Deutsches Institut für Japanstudien
Jochi Kioizaka Bldg. 2F
7-1 Kioicho, Chiyoda-ku
Tokyo 102-0094, Japan
Tel: 03 – 3222 5198, Fax: 03 – 3222 5420
The presentation will be given in English. The DIJ Social Science Study Group is a forum for young scholars and Ph.D. candidates in the field of Social Sciences organized by Maren Godzik and Barbara Holthus. All are welcome to attend, but registration is appreciated.
Better Half: Political Candidacy and the Electoral Role of the Spouse in Japan
June 27, 2012 / 6.30 P.M.
Dyron Dabney, Albion College, Michigan
This research study is sensitive to the supportive (or unsupportive) role played by both female and male spouses in the electoral process.

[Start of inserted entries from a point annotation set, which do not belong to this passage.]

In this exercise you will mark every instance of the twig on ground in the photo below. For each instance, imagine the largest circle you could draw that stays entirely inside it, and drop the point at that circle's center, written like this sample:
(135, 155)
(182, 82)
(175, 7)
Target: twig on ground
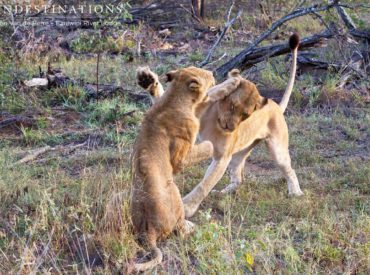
(34, 154)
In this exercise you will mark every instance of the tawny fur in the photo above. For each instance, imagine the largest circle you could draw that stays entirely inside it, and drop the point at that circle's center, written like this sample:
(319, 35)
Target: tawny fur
(165, 140)
(235, 124)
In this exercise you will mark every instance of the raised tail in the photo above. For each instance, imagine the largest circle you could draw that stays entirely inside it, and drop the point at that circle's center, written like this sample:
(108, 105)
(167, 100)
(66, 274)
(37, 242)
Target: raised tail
(156, 260)
(293, 43)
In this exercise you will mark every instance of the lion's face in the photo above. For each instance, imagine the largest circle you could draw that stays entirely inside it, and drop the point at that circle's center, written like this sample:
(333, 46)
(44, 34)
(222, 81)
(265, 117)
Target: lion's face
(239, 105)
(192, 80)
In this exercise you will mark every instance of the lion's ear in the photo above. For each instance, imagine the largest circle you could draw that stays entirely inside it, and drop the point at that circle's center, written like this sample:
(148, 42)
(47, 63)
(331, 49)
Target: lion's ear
(171, 75)
(194, 84)
(262, 102)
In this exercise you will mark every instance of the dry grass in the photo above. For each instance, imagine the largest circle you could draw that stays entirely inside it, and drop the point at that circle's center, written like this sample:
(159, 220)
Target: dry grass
(68, 213)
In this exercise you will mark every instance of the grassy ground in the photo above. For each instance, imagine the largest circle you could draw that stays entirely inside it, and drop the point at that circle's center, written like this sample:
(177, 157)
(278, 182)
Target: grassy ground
(53, 210)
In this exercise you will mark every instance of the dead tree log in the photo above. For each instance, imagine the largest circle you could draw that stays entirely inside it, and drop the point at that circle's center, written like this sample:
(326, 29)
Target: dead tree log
(228, 24)
(250, 58)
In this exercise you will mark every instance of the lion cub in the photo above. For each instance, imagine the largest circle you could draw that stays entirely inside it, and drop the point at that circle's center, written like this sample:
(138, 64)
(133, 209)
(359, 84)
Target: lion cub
(167, 135)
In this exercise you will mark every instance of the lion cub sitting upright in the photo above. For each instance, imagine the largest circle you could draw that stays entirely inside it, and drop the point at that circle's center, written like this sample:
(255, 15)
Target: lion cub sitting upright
(167, 135)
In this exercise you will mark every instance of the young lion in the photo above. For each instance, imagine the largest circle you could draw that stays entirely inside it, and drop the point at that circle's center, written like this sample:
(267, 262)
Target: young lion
(237, 122)
(166, 138)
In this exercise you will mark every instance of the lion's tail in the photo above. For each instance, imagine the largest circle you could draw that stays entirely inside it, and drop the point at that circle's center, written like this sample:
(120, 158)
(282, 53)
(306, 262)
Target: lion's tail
(156, 260)
(293, 43)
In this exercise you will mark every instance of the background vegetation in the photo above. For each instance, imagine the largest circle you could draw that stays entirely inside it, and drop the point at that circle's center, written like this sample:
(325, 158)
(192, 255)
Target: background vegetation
(52, 210)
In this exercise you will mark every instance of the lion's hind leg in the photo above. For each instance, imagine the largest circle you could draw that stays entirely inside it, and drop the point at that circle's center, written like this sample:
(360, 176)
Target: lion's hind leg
(280, 153)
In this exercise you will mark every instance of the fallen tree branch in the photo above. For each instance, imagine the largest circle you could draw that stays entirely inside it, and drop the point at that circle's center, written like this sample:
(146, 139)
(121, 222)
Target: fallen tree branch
(237, 61)
(350, 24)
(260, 54)
(17, 119)
(226, 28)
(34, 154)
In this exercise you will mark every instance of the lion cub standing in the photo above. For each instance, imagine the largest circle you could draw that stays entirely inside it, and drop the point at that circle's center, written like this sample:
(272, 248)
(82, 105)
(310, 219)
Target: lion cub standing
(167, 135)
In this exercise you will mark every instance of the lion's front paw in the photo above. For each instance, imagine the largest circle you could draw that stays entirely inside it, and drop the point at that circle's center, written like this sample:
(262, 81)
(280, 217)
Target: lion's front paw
(145, 77)
(297, 193)
(189, 227)
(189, 209)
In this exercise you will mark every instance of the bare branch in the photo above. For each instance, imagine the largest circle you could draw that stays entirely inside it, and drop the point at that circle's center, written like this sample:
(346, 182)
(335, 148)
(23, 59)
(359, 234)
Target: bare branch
(226, 28)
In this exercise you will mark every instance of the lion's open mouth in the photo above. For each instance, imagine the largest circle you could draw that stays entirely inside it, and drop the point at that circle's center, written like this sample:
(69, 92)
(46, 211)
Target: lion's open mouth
(225, 127)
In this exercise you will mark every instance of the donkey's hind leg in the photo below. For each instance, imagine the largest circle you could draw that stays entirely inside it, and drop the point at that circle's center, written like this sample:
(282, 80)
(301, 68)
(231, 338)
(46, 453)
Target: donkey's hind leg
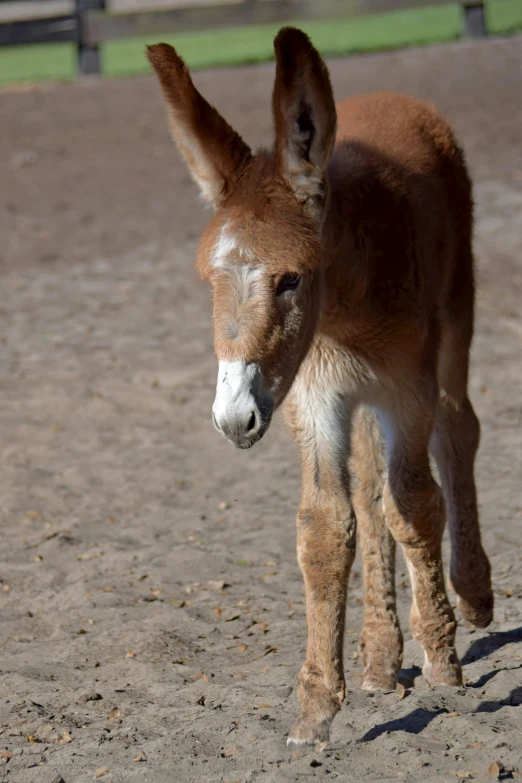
(454, 445)
(381, 639)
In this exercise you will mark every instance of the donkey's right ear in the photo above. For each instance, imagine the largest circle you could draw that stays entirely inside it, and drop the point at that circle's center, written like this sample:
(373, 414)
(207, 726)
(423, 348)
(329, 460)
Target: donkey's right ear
(214, 152)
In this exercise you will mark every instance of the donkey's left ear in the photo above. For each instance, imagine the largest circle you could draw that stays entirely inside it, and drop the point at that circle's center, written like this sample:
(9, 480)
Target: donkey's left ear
(304, 114)
(215, 154)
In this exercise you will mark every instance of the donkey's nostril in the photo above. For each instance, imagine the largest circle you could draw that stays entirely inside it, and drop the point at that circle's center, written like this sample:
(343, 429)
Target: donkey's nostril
(251, 422)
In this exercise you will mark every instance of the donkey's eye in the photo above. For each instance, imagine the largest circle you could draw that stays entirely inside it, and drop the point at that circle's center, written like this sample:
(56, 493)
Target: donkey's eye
(289, 282)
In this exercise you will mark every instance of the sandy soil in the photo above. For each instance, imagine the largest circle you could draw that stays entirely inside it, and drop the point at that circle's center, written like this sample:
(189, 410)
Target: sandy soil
(152, 617)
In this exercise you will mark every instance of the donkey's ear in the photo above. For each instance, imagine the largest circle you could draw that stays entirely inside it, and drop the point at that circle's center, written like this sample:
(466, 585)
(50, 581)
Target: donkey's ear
(304, 114)
(215, 154)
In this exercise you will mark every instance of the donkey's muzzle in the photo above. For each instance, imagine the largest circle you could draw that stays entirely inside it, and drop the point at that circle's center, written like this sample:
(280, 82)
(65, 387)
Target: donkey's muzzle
(242, 409)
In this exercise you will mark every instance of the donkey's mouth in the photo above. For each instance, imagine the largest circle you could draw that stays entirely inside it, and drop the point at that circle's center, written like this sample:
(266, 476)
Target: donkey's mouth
(245, 440)
(248, 442)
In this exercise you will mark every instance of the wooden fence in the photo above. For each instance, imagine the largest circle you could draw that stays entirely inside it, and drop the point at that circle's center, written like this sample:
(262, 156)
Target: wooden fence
(91, 22)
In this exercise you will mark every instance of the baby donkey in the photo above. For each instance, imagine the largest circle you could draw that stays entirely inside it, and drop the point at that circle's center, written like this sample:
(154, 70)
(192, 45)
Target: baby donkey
(342, 270)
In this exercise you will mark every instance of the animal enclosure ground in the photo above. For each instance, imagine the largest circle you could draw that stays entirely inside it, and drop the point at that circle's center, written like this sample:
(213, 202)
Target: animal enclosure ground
(151, 607)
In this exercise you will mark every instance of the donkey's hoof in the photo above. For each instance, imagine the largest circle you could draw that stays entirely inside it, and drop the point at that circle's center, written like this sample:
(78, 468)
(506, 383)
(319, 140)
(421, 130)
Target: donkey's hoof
(307, 731)
(378, 680)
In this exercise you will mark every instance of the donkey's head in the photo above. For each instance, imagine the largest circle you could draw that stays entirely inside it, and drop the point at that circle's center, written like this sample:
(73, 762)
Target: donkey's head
(262, 249)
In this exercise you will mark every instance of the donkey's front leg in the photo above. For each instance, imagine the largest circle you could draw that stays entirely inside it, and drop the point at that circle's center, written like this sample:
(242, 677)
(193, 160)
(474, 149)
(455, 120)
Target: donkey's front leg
(415, 514)
(325, 549)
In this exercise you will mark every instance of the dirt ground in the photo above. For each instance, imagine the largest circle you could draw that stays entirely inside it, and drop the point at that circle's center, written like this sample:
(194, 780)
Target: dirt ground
(152, 616)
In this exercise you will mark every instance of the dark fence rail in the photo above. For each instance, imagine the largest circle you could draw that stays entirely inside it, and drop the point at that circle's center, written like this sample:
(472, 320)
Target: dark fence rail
(91, 23)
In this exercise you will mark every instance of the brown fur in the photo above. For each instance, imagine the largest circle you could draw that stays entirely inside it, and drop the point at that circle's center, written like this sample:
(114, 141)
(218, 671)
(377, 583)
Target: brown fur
(377, 332)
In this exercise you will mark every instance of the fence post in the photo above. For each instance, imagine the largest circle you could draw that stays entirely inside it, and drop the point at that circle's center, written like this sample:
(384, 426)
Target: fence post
(88, 55)
(474, 20)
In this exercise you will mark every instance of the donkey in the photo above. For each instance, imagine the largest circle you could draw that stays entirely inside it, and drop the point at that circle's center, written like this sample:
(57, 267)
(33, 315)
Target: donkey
(342, 271)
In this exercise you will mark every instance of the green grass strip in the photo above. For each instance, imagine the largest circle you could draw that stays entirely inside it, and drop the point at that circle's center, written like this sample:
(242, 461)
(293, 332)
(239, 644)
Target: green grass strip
(240, 45)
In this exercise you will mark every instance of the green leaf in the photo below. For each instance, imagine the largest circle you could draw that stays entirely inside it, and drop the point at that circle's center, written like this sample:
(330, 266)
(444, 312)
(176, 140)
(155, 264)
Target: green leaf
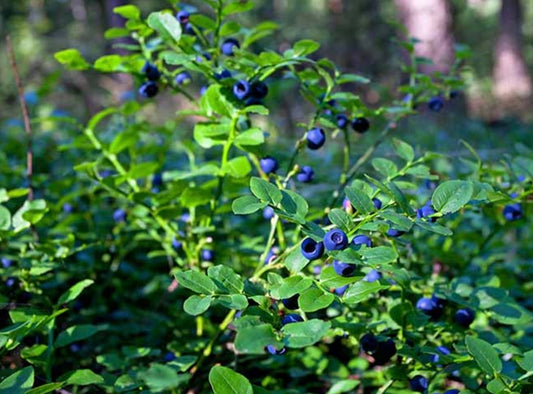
(5, 218)
(254, 339)
(237, 167)
(360, 200)
(265, 191)
(227, 278)
(18, 382)
(484, 354)
(196, 281)
(314, 299)
(451, 196)
(196, 305)
(166, 25)
(75, 333)
(82, 377)
(72, 59)
(226, 381)
(341, 219)
(246, 205)
(303, 334)
(362, 290)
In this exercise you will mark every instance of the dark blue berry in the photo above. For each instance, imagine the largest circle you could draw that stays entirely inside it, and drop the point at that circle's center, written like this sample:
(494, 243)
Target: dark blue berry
(228, 46)
(362, 240)
(183, 78)
(311, 249)
(291, 318)
(151, 72)
(435, 104)
(315, 138)
(241, 89)
(360, 124)
(305, 175)
(343, 269)
(268, 164)
(464, 317)
(419, 383)
(335, 239)
(148, 89)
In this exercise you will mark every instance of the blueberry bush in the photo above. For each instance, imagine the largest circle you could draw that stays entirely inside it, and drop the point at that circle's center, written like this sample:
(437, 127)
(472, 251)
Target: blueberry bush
(201, 253)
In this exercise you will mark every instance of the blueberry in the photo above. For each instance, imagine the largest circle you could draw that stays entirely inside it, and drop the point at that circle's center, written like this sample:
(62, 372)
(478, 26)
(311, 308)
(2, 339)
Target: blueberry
(373, 276)
(512, 212)
(315, 138)
(335, 239)
(241, 89)
(268, 164)
(228, 46)
(148, 89)
(272, 350)
(305, 175)
(311, 249)
(183, 17)
(6, 263)
(258, 90)
(151, 71)
(360, 124)
(362, 240)
(291, 318)
(183, 78)
(419, 383)
(120, 215)
(342, 121)
(369, 343)
(425, 211)
(464, 317)
(207, 255)
(291, 302)
(435, 104)
(343, 269)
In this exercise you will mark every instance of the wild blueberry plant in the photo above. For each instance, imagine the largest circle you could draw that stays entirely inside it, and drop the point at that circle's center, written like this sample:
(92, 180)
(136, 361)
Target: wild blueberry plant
(361, 284)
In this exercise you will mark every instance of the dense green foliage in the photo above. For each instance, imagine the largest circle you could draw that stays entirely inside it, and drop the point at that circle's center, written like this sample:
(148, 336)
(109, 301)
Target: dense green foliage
(145, 261)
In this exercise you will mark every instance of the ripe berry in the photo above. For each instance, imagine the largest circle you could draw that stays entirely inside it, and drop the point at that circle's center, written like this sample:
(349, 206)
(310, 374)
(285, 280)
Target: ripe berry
(120, 215)
(315, 138)
(183, 17)
(342, 121)
(241, 89)
(464, 317)
(419, 383)
(311, 249)
(435, 104)
(512, 212)
(228, 46)
(343, 269)
(373, 276)
(268, 164)
(292, 302)
(335, 239)
(369, 343)
(362, 240)
(151, 72)
(207, 255)
(306, 174)
(360, 124)
(291, 318)
(258, 90)
(148, 89)
(183, 78)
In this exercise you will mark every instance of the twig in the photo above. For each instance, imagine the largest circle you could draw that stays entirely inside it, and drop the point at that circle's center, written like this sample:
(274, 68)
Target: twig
(25, 115)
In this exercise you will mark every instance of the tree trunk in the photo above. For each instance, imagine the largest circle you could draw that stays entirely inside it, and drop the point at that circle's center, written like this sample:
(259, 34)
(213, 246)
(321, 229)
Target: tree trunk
(430, 22)
(512, 83)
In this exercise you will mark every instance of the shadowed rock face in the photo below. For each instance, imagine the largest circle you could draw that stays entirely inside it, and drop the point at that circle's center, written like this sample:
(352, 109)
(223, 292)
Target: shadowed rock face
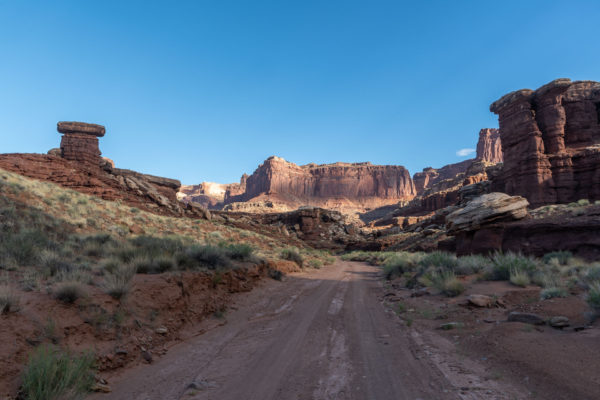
(339, 185)
(551, 142)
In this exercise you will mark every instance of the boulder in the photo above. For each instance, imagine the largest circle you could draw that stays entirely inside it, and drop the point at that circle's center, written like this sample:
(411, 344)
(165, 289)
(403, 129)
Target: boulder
(559, 322)
(481, 300)
(527, 318)
(487, 209)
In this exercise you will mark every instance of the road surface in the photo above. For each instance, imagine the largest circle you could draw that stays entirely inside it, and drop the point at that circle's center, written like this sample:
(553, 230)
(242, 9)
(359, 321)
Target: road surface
(318, 335)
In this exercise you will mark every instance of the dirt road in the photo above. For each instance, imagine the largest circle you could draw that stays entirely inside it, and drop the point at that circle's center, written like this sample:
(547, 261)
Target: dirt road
(318, 335)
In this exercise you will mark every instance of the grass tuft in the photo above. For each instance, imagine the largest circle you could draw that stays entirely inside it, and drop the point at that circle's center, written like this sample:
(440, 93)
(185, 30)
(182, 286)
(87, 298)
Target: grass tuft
(52, 374)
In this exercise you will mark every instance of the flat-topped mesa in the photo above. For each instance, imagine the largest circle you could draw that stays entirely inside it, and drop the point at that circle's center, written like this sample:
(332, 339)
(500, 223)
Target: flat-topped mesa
(550, 142)
(336, 186)
(80, 142)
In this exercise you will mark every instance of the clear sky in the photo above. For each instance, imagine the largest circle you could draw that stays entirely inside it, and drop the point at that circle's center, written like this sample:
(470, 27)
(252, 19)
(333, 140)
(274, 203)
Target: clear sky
(206, 90)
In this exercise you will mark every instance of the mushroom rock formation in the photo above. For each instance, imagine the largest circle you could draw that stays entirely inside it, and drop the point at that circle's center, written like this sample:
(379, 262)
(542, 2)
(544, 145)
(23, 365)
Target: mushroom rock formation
(80, 142)
(550, 142)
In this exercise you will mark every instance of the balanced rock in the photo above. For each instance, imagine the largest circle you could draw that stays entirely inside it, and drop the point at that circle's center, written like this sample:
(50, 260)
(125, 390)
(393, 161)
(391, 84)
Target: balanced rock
(80, 142)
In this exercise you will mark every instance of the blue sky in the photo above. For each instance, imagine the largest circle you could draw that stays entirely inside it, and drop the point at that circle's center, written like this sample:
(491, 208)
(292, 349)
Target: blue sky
(206, 90)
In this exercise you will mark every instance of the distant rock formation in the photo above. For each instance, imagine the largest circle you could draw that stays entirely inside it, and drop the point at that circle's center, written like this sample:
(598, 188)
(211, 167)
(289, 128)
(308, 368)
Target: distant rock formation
(339, 186)
(489, 146)
(80, 142)
(209, 194)
(489, 150)
(551, 142)
(78, 165)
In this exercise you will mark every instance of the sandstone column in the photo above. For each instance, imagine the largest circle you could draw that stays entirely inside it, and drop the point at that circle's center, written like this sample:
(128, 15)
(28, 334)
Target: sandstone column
(80, 142)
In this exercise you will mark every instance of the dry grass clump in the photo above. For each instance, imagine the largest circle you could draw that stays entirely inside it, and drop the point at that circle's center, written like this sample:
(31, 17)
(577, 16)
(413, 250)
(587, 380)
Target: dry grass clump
(69, 291)
(53, 374)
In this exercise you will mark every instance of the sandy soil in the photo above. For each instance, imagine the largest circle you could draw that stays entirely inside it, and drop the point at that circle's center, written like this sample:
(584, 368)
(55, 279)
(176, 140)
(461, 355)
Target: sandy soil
(318, 335)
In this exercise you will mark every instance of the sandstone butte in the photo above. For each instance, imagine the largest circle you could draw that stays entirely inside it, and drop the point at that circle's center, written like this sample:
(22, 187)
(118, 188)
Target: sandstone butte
(341, 186)
(551, 142)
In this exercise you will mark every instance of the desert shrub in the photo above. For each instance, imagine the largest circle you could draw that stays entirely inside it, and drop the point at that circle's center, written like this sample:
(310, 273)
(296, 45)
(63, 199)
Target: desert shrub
(9, 301)
(54, 263)
(275, 274)
(292, 254)
(447, 283)
(593, 297)
(563, 257)
(519, 278)
(52, 374)
(240, 251)
(25, 246)
(439, 259)
(211, 257)
(468, 265)
(504, 263)
(552, 292)
(398, 263)
(118, 283)
(69, 291)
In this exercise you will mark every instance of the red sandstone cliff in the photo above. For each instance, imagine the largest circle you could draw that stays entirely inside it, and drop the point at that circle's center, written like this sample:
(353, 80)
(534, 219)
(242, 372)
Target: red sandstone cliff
(489, 150)
(338, 186)
(209, 194)
(551, 142)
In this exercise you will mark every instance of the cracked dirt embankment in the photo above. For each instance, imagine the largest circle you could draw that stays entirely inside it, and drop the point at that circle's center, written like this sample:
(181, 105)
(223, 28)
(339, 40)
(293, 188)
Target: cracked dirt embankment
(319, 335)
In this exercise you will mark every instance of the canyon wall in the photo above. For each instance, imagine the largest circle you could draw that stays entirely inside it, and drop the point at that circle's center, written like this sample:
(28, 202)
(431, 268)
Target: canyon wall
(550, 142)
(337, 186)
(489, 150)
(209, 194)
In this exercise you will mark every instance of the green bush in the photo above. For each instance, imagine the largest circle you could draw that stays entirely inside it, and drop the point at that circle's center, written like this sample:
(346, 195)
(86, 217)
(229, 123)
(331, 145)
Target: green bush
(440, 260)
(552, 292)
(563, 257)
(211, 257)
(447, 283)
(240, 251)
(68, 292)
(504, 263)
(9, 301)
(52, 374)
(294, 255)
(593, 297)
(397, 264)
(468, 265)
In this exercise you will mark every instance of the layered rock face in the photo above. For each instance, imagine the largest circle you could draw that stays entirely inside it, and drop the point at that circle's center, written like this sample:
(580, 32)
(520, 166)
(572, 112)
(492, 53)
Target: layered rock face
(209, 194)
(489, 151)
(79, 166)
(80, 142)
(336, 186)
(489, 146)
(551, 142)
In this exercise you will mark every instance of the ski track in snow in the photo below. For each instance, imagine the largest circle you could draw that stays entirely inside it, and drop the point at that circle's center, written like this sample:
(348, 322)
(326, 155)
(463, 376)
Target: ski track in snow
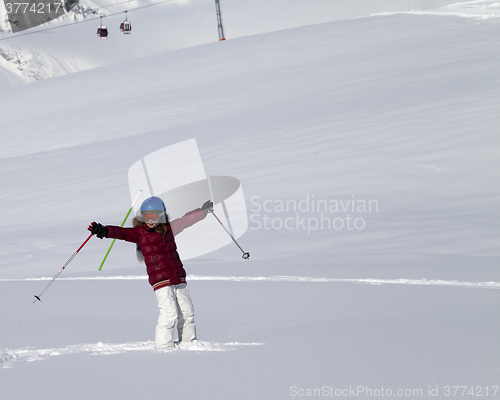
(370, 281)
(28, 354)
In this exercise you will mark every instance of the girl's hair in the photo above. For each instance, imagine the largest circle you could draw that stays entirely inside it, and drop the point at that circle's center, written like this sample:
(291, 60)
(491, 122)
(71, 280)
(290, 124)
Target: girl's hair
(160, 228)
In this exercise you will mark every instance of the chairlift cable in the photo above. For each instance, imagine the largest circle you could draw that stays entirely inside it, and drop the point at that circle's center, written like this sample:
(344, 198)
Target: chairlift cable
(87, 20)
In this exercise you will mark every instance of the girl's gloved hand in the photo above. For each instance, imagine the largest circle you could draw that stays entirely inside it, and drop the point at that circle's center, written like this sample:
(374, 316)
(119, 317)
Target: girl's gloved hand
(98, 230)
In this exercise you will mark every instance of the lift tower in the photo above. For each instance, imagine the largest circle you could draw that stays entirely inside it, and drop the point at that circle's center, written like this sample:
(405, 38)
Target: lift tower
(219, 21)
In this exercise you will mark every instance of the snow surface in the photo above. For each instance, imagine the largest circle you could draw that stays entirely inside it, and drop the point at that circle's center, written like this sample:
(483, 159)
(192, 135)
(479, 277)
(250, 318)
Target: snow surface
(69, 44)
(398, 112)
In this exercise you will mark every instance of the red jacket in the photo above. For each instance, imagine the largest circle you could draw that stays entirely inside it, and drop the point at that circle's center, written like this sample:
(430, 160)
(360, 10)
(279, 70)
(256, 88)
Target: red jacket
(163, 264)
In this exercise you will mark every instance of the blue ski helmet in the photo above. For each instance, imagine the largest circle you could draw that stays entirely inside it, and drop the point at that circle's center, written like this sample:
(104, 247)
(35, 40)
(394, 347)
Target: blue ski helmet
(154, 205)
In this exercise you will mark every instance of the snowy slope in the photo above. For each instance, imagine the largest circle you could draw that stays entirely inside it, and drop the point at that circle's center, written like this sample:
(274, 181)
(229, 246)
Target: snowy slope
(69, 44)
(400, 110)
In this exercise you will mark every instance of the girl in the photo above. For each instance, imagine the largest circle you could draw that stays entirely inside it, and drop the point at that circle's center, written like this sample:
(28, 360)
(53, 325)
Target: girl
(154, 235)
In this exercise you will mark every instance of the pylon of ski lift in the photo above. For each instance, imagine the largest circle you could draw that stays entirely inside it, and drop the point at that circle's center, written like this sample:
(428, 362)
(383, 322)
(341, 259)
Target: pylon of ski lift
(126, 26)
(219, 21)
(102, 31)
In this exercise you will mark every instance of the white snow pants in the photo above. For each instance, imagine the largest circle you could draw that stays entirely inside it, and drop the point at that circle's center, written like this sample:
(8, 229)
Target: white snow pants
(175, 304)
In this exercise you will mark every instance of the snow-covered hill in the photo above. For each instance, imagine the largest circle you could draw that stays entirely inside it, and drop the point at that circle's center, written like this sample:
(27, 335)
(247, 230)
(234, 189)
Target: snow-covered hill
(69, 44)
(391, 121)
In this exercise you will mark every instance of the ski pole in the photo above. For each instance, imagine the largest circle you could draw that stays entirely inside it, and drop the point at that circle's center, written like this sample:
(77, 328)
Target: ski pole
(61, 270)
(123, 223)
(246, 256)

As alluded to in the project title, the spouse frequently is credited as being the better part, or the more valuable half of a partnership in everyday life. However, as a partner within the context of a political life, the spouse often is undervalued as a political asset, operative, or “broker” of votes in the electoral arena by those who organize campaigns, as well as by those who observe them. The study evaluates the participatory role and participatory consequence of the spouse—labeled the “spousal effect”—in local-, state- and national-level election campaigns in Japan. The study credits the spouse as a critical player in shaping election campaigns, and thus electoral outcomes, much in a manner similar to local politicians, campaign managers and association leaders.
The research study establishes a number of spousal support “types” or categories via interview with female and male spouses and their corresponding legislative seat-seeking counterpart, participant observation and media analyses of the actions of spouses. Moreover, the research exposes the complexity of the spouse’s participation in and influence on election campaigns based on geographic region, generation/age, sex, political party membership, voter expectations, tenure in office and the level of elected office. Individual participatory motivations aside, these variables constrain and enable spousal participation. In other words, even though the spouse may be identified as a valuable member of the campaign team, he/she often has limited independent control over the design of the role and scope of participation in the election campaign.
Dyron Dabney is Assistant Professor in the Department of Political Science at Albion College, Albion, Michigan. His research include campaigns and elections, political parties, political participation and elite politics. He is currently a Visiting Professor at Waseda University, Tokyo.